A Canadian in Yemen: Hey, what happened to our qat market? [Archives:2002/42/Culture]

October 14 2002
Thomas Froese
After spending our summer in Canada, my wife Dr. Jean and I have returned to our adopted home in Sana’a to discover something missing from our neighborhood. Gone is the local qat market. What’s up with that? For the first time, I can see pavement on what was normally qat-alley.

We’re not big chewers ourselves, even though I’ve personally been asked to join chews on a regular basis. In fact, on my first visit to Yemen in 2001, I was not in the country a day when a taxi-driver kindly offered me some of his fresh leaves. “It will improve your writing,” he told me. I’m sure that’s true, sir, if I believed the Earth is flat.

Little did I know at the time, while qat is chewed in some other countries, Yemen is King of Qat. Little did I know what a powerful hold it has on so many people.

The few times I have chewed, I’ve just thirsty and a headache. Other effects are more problematic. I understand some Yemenis easily spend 30 per cent of their income on it.
Also, qat plants need water, a precious commodity that, according the World Bank, Yemen may run out of in 10 years. Consider also that one-third of Yemen’s GDP is related to qat, and it costs the country about US $6 million every day in lost productivity.

Still, look at the bright side. Compare it to tobacco. Qat kills virtually nobody: just a few hundred souls poisoned from pesticides not washed off. Compare that to the four million deaths caused by tobacco every year, 435,000 of which happen to be in Canada. Qat leaves no smell.

Some humour
There are other reasons why, even with the loss of our neighborhood qat market, a humorist might say qat will eventually overtake tobacco as the world’s top weed. Here’s a humorous look at the Top 10.

10. With their cheeks bulging, chewers look like a bunch of happy trumpet players.

9. Defending users of qat, a product illegal in some countries, is a lawyer’s dream. There is no proof of crime since the chemicals in freshly-cut leaves break down to nothing in 10 days.

8. In the West, qat socials would negate the need to learn the tedious game of golf for high-level business deals.

7. Qat has no confusing brands. No Lights or Slims. The product is straightforward. Its only suitable name is High-and-Dry. That has singularity of purpose that people really crave.

6. There is no anti-qat lobby. I understand a former Yemeni education minister tried to launch one years ago. It still hasn’t reached 100 members. And while the World Health Organization is trying to control tobacco worldwide, qat continues to fly under the radar.

5. Unlike grisly warnings on some cigarette packs, when qat is wrapped it looks like flowers for your wife. For about $12, a Yemeni can walk down the street with prestige while carrying a large qat bundle wrapped in pink or blue cellophane.

4. Qat sells without sex appeal. There is no need for Marlboro Girls, the gals in short skirts who, in some countries, go to public places and hand out free cigarettes. Qat is an equal-opportunity plant, easily marketed by any Yemeni qat mascot. I’d name him Qatman, fill his cheek to bulge like a tennis ball, get him to rock concerts and beauty pageants, and put his image on racing cars, t-shirts and lunch-buckets.

3. Qat sharpens the mind. Without having prior ability, qat chewers know how to fix computers and write poetry.

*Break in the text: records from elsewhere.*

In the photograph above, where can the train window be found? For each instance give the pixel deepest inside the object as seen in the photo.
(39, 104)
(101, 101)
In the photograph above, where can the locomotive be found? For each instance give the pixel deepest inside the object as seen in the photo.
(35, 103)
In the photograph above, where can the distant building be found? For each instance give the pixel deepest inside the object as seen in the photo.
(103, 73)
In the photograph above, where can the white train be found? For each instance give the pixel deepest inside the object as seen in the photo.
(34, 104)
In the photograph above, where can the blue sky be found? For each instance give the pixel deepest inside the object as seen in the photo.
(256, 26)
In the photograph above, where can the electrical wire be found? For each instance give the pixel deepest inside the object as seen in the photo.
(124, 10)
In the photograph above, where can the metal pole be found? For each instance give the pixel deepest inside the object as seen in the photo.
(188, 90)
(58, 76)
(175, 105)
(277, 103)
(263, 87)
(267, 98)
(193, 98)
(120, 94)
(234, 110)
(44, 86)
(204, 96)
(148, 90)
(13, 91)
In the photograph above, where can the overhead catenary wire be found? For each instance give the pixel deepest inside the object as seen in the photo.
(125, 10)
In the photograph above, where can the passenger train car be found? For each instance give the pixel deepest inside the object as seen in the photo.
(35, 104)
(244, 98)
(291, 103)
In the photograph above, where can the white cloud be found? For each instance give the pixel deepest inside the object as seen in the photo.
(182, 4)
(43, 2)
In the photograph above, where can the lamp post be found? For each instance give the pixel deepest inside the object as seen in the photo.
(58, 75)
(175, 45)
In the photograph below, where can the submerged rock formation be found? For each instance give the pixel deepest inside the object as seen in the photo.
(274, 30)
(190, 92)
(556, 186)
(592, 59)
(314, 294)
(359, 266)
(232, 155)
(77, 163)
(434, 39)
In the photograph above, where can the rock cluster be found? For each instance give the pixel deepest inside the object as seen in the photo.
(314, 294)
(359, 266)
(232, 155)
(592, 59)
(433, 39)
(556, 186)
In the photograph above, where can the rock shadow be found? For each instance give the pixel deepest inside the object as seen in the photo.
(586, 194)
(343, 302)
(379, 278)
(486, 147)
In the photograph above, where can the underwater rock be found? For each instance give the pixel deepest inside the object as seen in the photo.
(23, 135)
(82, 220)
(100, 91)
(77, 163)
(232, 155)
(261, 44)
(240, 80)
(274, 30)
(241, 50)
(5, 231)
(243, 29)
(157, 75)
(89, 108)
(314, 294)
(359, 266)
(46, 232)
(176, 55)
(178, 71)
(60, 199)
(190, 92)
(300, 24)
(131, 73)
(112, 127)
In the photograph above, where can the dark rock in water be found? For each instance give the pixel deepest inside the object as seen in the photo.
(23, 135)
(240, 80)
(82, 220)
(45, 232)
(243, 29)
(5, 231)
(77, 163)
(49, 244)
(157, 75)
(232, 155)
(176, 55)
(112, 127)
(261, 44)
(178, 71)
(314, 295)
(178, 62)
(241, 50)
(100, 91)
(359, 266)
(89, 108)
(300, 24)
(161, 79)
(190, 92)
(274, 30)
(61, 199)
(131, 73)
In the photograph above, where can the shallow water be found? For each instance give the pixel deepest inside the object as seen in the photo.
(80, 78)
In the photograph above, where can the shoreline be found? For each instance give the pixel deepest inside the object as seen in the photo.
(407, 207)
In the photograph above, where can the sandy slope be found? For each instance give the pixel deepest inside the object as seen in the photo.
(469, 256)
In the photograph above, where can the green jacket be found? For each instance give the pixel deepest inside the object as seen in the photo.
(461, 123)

They ask deep questions. For example, while observing a bottle, a chewer asked one day, “Just what is behind America?” Was his question socio-political? No, he was wondering what was behind America’s landmass.

2. Qat can balance East-West trade. Cigarette sales are down in places like Canada, but tobacco companies now make billions in profits by targeting the Developing Word, where 70 per of smoking deaths occur and where 10 million smoking-related deaths are expected annually by 2025. Sending qat in the other direction returns the favor.

The #1 humorous reason
1. Qat can, in fact, unite the world. Did tobacco beat communism? No. Qat did. Case in point: Marxists who used to run the former South Yemen restricted qat chewing to weekends. They felt it made people ‘lazy.’ But the masses threw off their shackles because they understand they were fed only half the truth. Sure hard work won’t kill you. But why take the chance? Millions of Yemenis now chew in perfect harmony, just like singing the Coke song. The rest of the world can now join in. Every dog, after all, deserves its season.
Thomas Froese ([email protected]) is an editor with the Yemen Times.